Uma das maiores vantagens de se estar aqui em Washington com jovens de tantos países diferentes é a convivência e a troca de experiências. São argentinos, peruanos, equatorianos, colombianos, bolivianos, brasileiros, espanhóis, mexicanos, chilenos, um português, um venezuelando, uma panamenha e uma nicaragüense. Como cada um está ligado mais especificamente no que está acontecendo em seu país pela internet, e todos sabemos mais ou menos o que está acontecendo em toda a América Latina por causa do noticiário internacional de nossos jornais locais, é muito interessante poder imediatamente comentar as últimas notícias entre nós.

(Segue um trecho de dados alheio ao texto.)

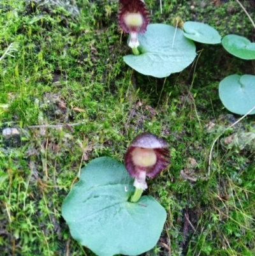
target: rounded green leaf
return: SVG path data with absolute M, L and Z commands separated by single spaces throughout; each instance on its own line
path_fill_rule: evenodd
M 150 24 L 138 36 L 141 54 L 124 57 L 126 64 L 137 72 L 155 77 L 180 72 L 196 57 L 194 43 L 180 29 L 165 24 Z
M 186 37 L 202 43 L 221 43 L 221 36 L 218 31 L 209 25 L 194 21 L 184 24 L 184 34 Z
M 223 47 L 234 56 L 244 59 L 255 59 L 255 43 L 237 34 L 228 34 L 222 41 Z
M 82 169 L 62 206 L 73 237 L 99 256 L 136 255 L 157 243 L 166 218 L 152 197 L 127 201 L 133 180 L 124 166 L 108 157 Z
M 244 115 L 255 107 L 255 76 L 231 75 L 219 86 L 219 98 L 229 111 Z M 255 110 L 249 114 L 255 114 Z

Não preciso dizer que, durante a semana, a notícia mais importante da região foi a vitória de Chávez no referendo que houve domingo na Venezuela. Raúl Strauss, administrador de empresas boliviano, disse-me que está preocupado. “Quando Chávez consegue uma aprovação como essa, logo a idéia chega à Bolívia”, disse-me na segunda-feira. Dito e feito. Na terça-feira já lia eu na edição online da Zero Hora que o MAS, partido do presidente da Bolívia, Evo Morales, também queria propor uma emenda à Constituição na Bolívia. O engenheiro José Alvaró Benages, que divide apartamento comigo em Arlington, na Virginia (a cidade fica do outro lado do Rio Potomac, que separa o Estado da Virgínia do Distrito de Columbia, onde fica Washington), também demonstrou preocupação.
Aproveitei o momento para fazer uma rápida entrevista com Raúl Fonseca, 30 anos, administrador de empresas e nosso único colega Venezuelano.

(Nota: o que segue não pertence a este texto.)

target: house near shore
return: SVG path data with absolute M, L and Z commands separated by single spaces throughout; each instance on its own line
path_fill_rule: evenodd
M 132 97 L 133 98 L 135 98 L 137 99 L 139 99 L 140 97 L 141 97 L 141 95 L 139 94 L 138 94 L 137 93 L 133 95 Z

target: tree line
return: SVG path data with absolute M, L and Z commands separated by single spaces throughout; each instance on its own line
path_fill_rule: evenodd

Marcel - A vitória de Chávez no domingo é reflexo de quê?
Raúl Fonseca – Falta consciência e compromisso dos Venezuelanos. A diferença foi de mais de um milhão de votos, apesar de ter aumentado o voto no não em relação ao último referendo (no qual o não havia ganho, há dois anos). É preciso que os esclarecidos levem mais a sério seu direito a voto, que não é obrigatório na Venezuela.
Como Chávez chegou ao poder?
A população queria rechaçar os 40 anos de corrupção que havia nos governos anteriores, em que governava a elite, pessoas mais educadas e esclarecidas.
E não há corrupção agora?
Comprovadamente há muito mais, mas muitos chavistas pensam, “já que roubaram tanto antes, agora é a nossa vez de roubar”.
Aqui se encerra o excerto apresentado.